Anya hanya terdiam dan mencerna ucapan Widi. Tidak lama di perjalanan akhirnya mereka sampai di sekolah. Mereka bertiga berlari menuju kelas karena ada sesuatu yang darurat yaitu mereka harus menyalin seluruh jawaban fisika yang Yanto berikan.
Karena tidak pandai berlari dan langkah kaki Anya yang tidak begitu besar. Dan Anya pun tertinggal jauh dari Widi dan Bayu dan entah kenapa seorang pria tiba-tiba menghalangi jalan disaat Anya fokus berlari.
Bruuukkkk...
Badan Anya menabrak pria itu bukannya pria itu yang terjatuh malah Anya yang terjatuh ke belakang mungkin karena tubuh Anya yang lebih kecil dari pria itu. Tanpa melihat wajah dari pria itu, Anya yang duduk karena menabrak pria itu langsung berdiri.
"Lo kalo jalan pakai mata! Nihhh pakai matt...a!." ucap Anya membisu setelah melihat wajah pria itu.
"Lo lagi! Manusia tak bernama!." sambung Anya dengan menepuk jidat nya.
"Kok lo lari-lari?." tanya pria itu.
"Bukan urusan lo! Minggir!." suruh Anya.
Karena tabrakan tadi yang begitu keras sehingga membuat Anya terpental dan terjatuh tanpa di sadari gelang pemberian dari Panji terlepas dari tangan Anya. Selalu saja waktu pingsan kalung Anya yang terjatuh dan sekarang pun gelangnya yang terjatuh. Bisa-bisa suatu saat nanti hati Anya yang bakal jatuh. Suatu saat nanti.
Setelah berdiri Anya pun pergi dan berjalan lagi menuju kelasnya dan Anya sudah kehilangan jejak Widi dan Bayu. Kalau saja Anya tidak menabrak pria itu mungkin Anya sudah selesai menyalin semua jawaban fisika.
Pria itu menatap punggung Anya yang menjauh darinya.

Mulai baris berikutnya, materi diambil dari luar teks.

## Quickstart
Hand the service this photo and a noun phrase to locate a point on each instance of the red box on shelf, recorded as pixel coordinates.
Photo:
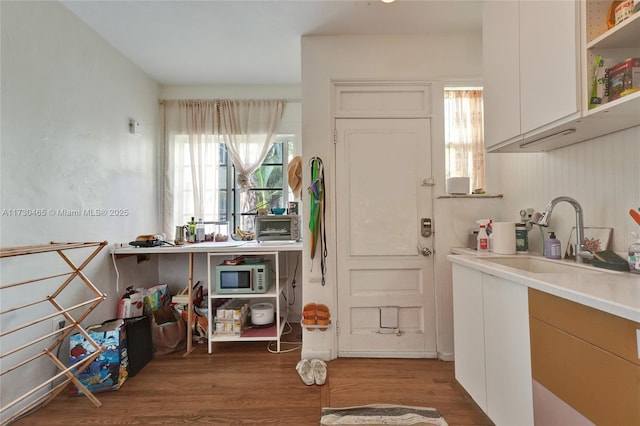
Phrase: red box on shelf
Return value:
(624, 78)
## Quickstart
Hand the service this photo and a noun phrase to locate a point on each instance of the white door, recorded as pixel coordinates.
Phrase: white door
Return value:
(386, 298)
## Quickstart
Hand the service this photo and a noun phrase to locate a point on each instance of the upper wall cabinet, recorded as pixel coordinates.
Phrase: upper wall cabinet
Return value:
(539, 59)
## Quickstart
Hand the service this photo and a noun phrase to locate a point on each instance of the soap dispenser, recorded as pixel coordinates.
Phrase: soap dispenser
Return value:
(552, 247)
(634, 255)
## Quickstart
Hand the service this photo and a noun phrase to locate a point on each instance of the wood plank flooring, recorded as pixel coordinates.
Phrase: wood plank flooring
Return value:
(242, 384)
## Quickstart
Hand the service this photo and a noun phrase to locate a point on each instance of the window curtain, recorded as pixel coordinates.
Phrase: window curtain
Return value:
(464, 135)
(190, 130)
(249, 128)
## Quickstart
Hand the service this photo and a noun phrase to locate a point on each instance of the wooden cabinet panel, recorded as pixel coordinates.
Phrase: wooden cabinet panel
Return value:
(603, 387)
(609, 332)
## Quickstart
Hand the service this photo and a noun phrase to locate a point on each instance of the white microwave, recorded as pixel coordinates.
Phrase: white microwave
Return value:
(243, 278)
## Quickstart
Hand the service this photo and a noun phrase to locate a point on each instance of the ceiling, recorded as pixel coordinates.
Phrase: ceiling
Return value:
(230, 42)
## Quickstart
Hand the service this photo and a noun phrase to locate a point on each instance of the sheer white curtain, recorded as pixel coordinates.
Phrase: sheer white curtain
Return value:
(464, 135)
(249, 129)
(191, 151)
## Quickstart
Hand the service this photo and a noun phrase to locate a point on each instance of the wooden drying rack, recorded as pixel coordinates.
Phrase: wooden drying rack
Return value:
(73, 325)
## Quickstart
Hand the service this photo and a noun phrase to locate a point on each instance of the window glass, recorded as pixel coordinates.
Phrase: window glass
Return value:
(464, 135)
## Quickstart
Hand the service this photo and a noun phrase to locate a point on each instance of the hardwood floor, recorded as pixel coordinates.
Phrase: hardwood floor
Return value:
(242, 383)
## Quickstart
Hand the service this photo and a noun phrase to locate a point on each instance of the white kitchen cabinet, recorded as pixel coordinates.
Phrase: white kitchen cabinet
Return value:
(539, 59)
(501, 70)
(468, 336)
(492, 351)
(507, 352)
(530, 68)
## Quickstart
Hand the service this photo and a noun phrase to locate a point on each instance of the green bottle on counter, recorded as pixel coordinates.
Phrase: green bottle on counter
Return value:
(192, 230)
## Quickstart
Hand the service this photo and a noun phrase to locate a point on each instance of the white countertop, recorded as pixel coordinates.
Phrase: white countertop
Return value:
(230, 246)
(617, 293)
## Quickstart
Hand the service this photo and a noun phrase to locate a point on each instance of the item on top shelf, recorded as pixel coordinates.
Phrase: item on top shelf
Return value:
(552, 247)
(504, 237)
(634, 256)
(483, 239)
(200, 231)
(600, 82)
(624, 78)
(611, 15)
(623, 11)
(522, 238)
(458, 185)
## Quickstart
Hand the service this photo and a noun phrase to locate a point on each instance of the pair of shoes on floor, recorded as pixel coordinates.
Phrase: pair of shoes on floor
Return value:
(314, 371)
(316, 314)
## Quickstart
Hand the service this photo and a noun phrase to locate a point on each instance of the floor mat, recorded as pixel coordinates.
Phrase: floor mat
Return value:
(382, 414)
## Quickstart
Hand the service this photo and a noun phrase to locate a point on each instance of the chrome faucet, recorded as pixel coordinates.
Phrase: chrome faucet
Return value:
(581, 253)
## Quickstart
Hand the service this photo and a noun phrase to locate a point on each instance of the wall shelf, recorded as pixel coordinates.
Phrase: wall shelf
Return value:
(469, 196)
(47, 390)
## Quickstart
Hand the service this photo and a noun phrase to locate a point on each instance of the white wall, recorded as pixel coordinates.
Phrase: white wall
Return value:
(427, 58)
(67, 97)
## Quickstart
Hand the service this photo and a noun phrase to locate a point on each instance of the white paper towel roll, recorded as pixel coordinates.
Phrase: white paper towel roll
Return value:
(504, 237)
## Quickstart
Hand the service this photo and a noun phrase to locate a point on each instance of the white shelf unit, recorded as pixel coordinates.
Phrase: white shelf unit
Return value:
(615, 44)
(273, 333)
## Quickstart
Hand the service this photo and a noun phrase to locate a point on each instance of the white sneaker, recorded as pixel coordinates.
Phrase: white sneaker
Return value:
(305, 370)
(319, 368)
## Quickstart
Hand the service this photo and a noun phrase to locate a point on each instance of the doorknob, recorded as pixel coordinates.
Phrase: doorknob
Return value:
(425, 251)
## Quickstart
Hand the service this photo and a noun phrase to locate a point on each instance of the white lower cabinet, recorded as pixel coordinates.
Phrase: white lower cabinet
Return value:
(492, 350)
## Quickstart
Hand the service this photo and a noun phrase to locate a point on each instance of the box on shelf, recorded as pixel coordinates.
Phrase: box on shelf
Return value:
(623, 11)
(624, 78)
(600, 82)
(231, 317)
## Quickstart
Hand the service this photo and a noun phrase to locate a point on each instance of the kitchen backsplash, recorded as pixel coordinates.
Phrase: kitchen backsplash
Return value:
(602, 174)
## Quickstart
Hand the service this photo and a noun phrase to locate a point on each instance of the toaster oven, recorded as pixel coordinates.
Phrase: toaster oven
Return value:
(277, 228)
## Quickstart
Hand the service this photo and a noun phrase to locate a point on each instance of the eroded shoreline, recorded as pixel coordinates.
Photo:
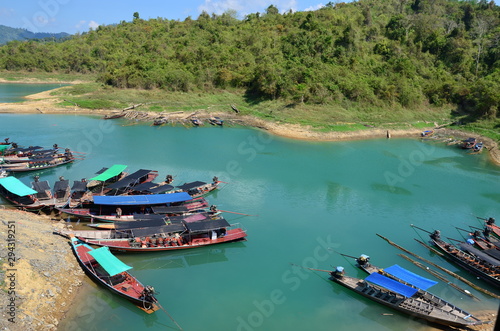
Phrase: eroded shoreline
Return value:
(45, 103)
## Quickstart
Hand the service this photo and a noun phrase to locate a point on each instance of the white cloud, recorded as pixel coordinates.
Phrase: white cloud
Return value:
(6, 12)
(93, 24)
(244, 7)
(312, 8)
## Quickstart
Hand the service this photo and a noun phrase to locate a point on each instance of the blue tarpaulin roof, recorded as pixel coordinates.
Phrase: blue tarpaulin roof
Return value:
(410, 277)
(391, 284)
(108, 261)
(137, 200)
(15, 186)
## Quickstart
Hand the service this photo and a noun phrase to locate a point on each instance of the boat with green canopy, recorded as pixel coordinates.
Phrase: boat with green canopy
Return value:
(108, 271)
(19, 194)
(107, 176)
(28, 198)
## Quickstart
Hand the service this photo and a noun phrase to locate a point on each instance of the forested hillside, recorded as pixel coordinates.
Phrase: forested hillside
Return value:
(403, 53)
(8, 34)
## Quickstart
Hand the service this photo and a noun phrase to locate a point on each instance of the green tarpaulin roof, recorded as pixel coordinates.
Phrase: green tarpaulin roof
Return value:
(110, 173)
(15, 186)
(108, 261)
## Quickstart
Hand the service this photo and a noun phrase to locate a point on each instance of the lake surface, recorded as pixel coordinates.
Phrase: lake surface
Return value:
(312, 199)
(10, 92)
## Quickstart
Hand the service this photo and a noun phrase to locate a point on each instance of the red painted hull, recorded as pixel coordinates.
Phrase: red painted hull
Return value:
(128, 286)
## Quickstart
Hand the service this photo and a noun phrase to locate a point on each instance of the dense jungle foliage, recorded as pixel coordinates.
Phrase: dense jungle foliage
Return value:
(403, 53)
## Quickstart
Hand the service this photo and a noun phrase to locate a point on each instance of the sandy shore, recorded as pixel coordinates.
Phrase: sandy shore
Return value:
(47, 275)
(45, 103)
(40, 272)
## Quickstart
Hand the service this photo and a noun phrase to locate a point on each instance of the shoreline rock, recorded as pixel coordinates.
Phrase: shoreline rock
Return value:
(42, 275)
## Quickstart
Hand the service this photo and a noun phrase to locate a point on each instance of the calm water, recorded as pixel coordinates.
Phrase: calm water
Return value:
(16, 92)
(313, 199)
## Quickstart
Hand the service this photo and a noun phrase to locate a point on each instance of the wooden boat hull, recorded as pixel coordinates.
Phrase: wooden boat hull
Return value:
(129, 289)
(460, 258)
(410, 306)
(123, 245)
(26, 167)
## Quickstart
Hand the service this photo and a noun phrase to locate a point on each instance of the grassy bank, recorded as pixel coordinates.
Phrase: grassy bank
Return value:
(339, 117)
(345, 116)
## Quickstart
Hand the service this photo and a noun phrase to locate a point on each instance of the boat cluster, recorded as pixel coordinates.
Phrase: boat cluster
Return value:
(14, 158)
(407, 292)
(137, 215)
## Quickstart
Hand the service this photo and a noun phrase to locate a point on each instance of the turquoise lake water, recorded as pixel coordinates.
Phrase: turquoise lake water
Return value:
(312, 199)
(16, 92)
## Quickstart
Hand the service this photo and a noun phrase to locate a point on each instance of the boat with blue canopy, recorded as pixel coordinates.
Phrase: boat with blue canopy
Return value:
(141, 200)
(405, 298)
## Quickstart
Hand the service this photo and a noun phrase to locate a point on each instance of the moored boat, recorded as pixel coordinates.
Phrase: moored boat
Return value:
(472, 260)
(468, 143)
(478, 147)
(124, 207)
(404, 298)
(114, 116)
(40, 163)
(108, 271)
(107, 176)
(216, 121)
(186, 235)
(22, 196)
(427, 133)
(196, 121)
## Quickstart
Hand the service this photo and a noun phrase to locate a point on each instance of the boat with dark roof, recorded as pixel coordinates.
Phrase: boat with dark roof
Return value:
(468, 143)
(406, 299)
(108, 271)
(126, 207)
(40, 163)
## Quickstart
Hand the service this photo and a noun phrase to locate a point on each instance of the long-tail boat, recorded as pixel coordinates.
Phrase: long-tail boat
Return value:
(104, 268)
(404, 298)
(469, 258)
(129, 207)
(216, 121)
(411, 279)
(196, 121)
(107, 176)
(24, 197)
(468, 143)
(41, 163)
(183, 236)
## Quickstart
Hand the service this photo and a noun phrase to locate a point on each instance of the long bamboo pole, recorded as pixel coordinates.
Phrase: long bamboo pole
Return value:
(441, 268)
(438, 276)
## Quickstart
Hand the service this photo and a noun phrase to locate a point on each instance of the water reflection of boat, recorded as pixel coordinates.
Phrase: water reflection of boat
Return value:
(185, 259)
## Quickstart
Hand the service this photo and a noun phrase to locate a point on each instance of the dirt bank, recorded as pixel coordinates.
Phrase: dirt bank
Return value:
(46, 103)
(40, 275)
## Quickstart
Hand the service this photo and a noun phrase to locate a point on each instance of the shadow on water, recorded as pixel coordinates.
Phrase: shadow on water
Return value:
(391, 189)
(180, 259)
(492, 196)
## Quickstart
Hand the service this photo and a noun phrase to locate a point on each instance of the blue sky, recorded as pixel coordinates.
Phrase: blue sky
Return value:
(73, 16)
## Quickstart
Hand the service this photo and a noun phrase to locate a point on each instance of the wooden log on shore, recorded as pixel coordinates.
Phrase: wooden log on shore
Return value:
(133, 107)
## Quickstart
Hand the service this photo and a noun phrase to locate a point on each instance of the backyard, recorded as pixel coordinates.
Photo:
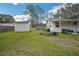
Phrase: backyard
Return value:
(35, 43)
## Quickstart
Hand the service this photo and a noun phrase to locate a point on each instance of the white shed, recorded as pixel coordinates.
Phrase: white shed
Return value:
(23, 24)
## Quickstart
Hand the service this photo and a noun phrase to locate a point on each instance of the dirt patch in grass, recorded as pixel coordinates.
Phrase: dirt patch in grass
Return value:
(64, 42)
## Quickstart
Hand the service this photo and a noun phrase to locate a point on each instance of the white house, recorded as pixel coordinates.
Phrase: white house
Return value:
(60, 25)
(22, 23)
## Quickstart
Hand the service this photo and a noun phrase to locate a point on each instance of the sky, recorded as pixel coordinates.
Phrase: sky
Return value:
(17, 8)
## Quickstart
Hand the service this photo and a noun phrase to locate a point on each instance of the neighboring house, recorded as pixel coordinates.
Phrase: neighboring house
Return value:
(7, 27)
(22, 23)
(60, 25)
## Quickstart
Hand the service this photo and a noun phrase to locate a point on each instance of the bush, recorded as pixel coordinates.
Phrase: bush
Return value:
(48, 30)
(54, 33)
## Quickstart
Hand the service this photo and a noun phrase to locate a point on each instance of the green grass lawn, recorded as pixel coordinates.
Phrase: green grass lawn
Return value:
(31, 43)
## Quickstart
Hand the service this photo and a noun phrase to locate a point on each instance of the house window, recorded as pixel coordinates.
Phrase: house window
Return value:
(75, 23)
(57, 24)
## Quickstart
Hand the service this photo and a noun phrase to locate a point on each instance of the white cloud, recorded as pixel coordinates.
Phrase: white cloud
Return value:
(21, 17)
(54, 9)
(17, 3)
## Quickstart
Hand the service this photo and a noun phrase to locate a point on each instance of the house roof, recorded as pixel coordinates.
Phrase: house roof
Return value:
(63, 19)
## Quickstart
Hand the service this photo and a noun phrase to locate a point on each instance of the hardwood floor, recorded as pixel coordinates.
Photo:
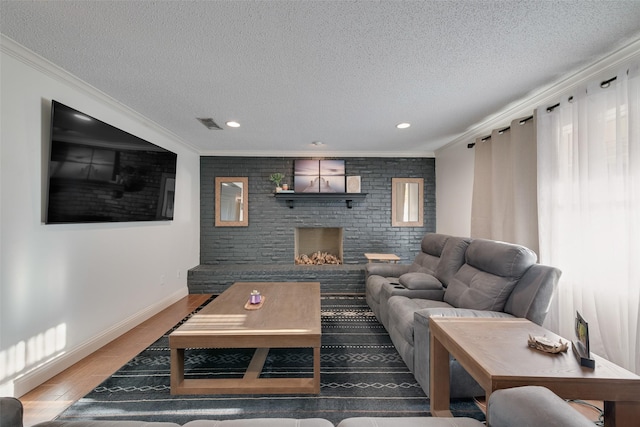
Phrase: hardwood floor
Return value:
(52, 397)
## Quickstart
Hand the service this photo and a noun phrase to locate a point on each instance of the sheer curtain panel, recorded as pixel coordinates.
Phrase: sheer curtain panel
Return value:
(589, 212)
(504, 203)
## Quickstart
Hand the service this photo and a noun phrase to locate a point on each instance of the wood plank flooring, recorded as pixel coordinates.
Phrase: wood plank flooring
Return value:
(49, 399)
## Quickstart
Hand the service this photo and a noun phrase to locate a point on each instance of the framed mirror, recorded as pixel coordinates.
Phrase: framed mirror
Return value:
(407, 202)
(232, 201)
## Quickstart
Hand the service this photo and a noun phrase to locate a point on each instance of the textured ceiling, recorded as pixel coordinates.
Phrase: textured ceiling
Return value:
(341, 72)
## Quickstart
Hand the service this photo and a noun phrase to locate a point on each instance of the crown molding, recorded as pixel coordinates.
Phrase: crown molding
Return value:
(317, 153)
(33, 60)
(547, 95)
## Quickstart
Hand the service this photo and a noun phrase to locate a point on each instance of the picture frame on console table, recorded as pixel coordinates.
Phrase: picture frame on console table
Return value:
(581, 344)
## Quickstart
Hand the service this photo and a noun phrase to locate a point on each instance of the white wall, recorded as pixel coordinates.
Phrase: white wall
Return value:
(454, 185)
(66, 290)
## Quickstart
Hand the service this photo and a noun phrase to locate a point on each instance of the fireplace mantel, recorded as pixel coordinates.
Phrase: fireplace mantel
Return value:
(347, 197)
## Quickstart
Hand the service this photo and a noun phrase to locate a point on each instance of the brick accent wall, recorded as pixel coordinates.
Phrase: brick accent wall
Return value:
(269, 238)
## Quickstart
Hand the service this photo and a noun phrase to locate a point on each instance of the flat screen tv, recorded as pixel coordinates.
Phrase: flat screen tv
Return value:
(98, 173)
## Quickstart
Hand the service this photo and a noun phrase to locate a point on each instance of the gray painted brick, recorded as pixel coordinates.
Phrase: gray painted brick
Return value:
(268, 240)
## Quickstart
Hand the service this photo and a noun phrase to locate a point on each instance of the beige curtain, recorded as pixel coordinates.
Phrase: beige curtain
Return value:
(504, 201)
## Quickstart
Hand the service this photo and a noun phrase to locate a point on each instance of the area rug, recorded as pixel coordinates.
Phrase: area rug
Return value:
(362, 374)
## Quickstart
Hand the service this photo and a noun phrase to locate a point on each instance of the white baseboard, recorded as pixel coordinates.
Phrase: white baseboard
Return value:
(60, 362)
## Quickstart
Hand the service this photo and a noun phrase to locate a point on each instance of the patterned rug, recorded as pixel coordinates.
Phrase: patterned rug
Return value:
(361, 375)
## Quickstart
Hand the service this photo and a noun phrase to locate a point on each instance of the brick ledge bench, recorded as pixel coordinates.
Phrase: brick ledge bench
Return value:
(215, 278)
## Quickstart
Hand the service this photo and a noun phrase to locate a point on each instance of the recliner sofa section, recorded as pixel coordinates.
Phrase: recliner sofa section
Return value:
(441, 256)
(495, 279)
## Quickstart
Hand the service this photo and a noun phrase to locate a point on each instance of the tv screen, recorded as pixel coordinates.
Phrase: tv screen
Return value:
(98, 173)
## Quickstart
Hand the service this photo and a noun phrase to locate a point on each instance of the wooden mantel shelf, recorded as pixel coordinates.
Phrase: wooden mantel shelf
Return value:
(347, 197)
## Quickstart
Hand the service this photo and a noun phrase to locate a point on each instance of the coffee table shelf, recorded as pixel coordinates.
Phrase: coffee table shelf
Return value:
(290, 318)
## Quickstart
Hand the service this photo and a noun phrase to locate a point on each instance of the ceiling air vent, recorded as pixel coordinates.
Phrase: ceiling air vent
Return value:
(209, 123)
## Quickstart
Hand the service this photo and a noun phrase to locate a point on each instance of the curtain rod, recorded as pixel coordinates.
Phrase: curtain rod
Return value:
(501, 131)
(604, 84)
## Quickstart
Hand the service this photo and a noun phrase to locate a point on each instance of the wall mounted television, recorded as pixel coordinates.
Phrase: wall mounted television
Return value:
(99, 173)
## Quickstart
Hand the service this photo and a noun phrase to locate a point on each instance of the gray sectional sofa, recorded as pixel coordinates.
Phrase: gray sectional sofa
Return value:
(462, 277)
(521, 406)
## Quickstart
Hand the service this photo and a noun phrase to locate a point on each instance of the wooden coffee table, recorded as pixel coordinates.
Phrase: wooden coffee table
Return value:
(288, 318)
(495, 352)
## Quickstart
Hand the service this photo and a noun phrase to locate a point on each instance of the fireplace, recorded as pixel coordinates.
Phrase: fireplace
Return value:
(318, 240)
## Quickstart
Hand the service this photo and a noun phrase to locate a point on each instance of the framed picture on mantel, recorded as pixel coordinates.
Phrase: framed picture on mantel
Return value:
(319, 176)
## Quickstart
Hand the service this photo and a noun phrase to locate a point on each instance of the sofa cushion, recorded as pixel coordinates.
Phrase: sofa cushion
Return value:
(419, 281)
(491, 271)
(401, 311)
(478, 290)
(451, 259)
(262, 422)
(409, 422)
(427, 259)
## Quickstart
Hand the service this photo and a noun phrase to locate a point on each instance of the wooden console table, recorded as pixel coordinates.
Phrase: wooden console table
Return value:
(495, 352)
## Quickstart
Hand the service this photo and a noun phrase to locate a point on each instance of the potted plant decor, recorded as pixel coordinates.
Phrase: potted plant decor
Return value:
(277, 178)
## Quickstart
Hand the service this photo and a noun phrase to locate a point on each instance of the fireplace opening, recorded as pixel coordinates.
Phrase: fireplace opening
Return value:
(318, 245)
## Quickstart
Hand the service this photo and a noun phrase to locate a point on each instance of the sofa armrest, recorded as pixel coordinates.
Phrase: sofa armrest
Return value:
(385, 269)
(532, 405)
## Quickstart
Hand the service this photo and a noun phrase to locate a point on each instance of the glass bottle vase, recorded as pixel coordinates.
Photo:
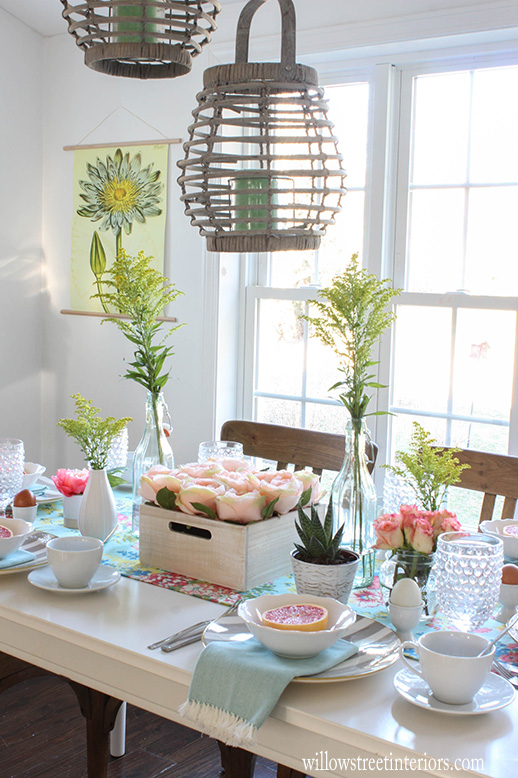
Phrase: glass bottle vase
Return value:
(354, 501)
(153, 449)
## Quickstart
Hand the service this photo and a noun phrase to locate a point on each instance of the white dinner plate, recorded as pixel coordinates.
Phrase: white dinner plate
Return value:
(36, 543)
(44, 578)
(495, 694)
(377, 647)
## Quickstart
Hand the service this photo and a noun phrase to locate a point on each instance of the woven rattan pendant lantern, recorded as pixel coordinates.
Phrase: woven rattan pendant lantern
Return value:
(141, 38)
(262, 170)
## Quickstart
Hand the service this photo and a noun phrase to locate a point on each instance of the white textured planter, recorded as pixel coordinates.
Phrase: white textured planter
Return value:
(98, 513)
(325, 580)
(71, 508)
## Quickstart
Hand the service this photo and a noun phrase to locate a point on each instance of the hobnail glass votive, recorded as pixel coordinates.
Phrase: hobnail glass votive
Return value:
(12, 459)
(468, 567)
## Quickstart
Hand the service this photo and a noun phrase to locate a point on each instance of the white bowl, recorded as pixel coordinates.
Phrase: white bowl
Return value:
(32, 472)
(496, 528)
(20, 530)
(295, 644)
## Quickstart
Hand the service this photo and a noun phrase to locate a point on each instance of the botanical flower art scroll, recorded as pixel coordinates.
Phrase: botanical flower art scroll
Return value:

Anya berjalan dengan keadaan yang sedikit acak-acakan karena tidak sempat merapikan diri saat ia menabrak pria itu. Dasi yang menempel di lehernya sudah tidak lagi membentuk tanda silang rambut yang terhibaskan angin membuat wajah Anya sedikit kusut serta tas yang di bawanya menggunakan tangan.
Satu langkah kaki pria itu berjalan, cahaya mentari yang menyinari gelang Anya itu memberikan pantulan dan mengenai mata pria itu sehingga membuatnya menyipitkan mata.
"Benda apa sih itu!." ucap pria itu yang kemudian mengambil gelang Anya yang terjatuh.
"Gelang!."
"ANYA!." sambung pria itu lagi.
"Setiap lo ketemu gue, ada aja benda lo yang jatuh! Kalau sampai hati lo yang jatuh juga gak bakal gue balikin lagi!." ucap pria itu dengan melemparkan gelang Anya sedikit lebih tinggi dan di tangkap nya kembali.
Pria itu berjalan lagi dengan menggenggam gelang Anya erat yang kemudian di masukannya kedalam saku seragamnya.
Setibanya Anya di kelas, ternyata benar Widi dan Bayu sudah tiba disana dan meninggalkan Anya sendiri.
"Lelet lo Ay!." ucap Bayu.
"Lo kenapa Anya? Muka lo kusut gitu? dasi lo kok gak rapih? Terus tas lo kenapa lo tenteng begitu? Lo di rampok?." ucap Widi panjang lebar.
"Gue nabrak truk!." ucap Anya terengah-engah.
Widi mengrenyitkan dahinya dan kemudian menempelkan lengannya diatas kening Anya.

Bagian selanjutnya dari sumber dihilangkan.